Critical interest in biography and autobiography has never been
higher. However, while life-writing flourishes in the UK, in Italy
it is a less prominent genre. The twelve essays collected here are
written against this backdrop, and address issues in biographical
and autobiographical writing in Italy from the later nineteenth
century to the present, with a particular emphasis on the interplay
between individual lives and life-writing and the wider social and
political history of Italy. The majority of essays focus on
well-known writers (D'Annunzio, Svevo, Bontempelli, Montale, Levi,
Calvino, Eco and Fallaci), and their varying anxieties about
autobiographical writing in their work. This picture is rounded out
by a series of studies of similar themes in lesser known figures:
the critic Enrico Nencioni, the Welsh-Italian painter Llewellyn
Lloyd and Italian writers and journalists covering the Spanish
Civil War.

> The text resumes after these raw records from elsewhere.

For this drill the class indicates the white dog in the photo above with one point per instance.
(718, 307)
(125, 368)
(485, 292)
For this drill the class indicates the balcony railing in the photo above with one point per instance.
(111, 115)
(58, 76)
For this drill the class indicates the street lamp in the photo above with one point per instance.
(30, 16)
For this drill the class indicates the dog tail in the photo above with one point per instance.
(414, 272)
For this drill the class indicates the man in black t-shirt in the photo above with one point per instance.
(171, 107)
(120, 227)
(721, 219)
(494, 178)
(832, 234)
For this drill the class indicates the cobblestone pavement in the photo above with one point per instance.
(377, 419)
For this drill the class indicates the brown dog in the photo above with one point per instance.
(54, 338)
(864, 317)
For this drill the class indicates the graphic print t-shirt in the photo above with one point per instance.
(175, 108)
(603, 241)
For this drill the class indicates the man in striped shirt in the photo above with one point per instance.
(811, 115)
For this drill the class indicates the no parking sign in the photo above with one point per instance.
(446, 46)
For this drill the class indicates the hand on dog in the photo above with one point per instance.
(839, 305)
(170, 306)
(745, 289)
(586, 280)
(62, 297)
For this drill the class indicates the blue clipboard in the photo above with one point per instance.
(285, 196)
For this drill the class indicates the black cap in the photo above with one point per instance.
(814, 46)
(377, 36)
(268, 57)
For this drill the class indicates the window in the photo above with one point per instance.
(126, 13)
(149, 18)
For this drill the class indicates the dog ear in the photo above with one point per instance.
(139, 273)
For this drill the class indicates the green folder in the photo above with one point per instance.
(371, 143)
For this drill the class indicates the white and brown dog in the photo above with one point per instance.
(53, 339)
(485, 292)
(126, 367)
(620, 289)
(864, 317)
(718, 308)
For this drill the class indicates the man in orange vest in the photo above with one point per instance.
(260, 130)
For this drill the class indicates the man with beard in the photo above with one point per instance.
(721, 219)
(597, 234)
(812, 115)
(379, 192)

The contributors, all specialists in their fields, are
Antonella Braida, Charles Burdett, Jane Everson, John Gatt Rutter,
Robert Gordon, Gwyn Griffith, Peter Hainsworth, Martin McLaughlin,
Gianni Oliva, Giuliana Pieri, and Jon Usher. The volume is
dedicated to John Woodhouse, on his seventieth birthday, and
concludes with a bibliography of his writings.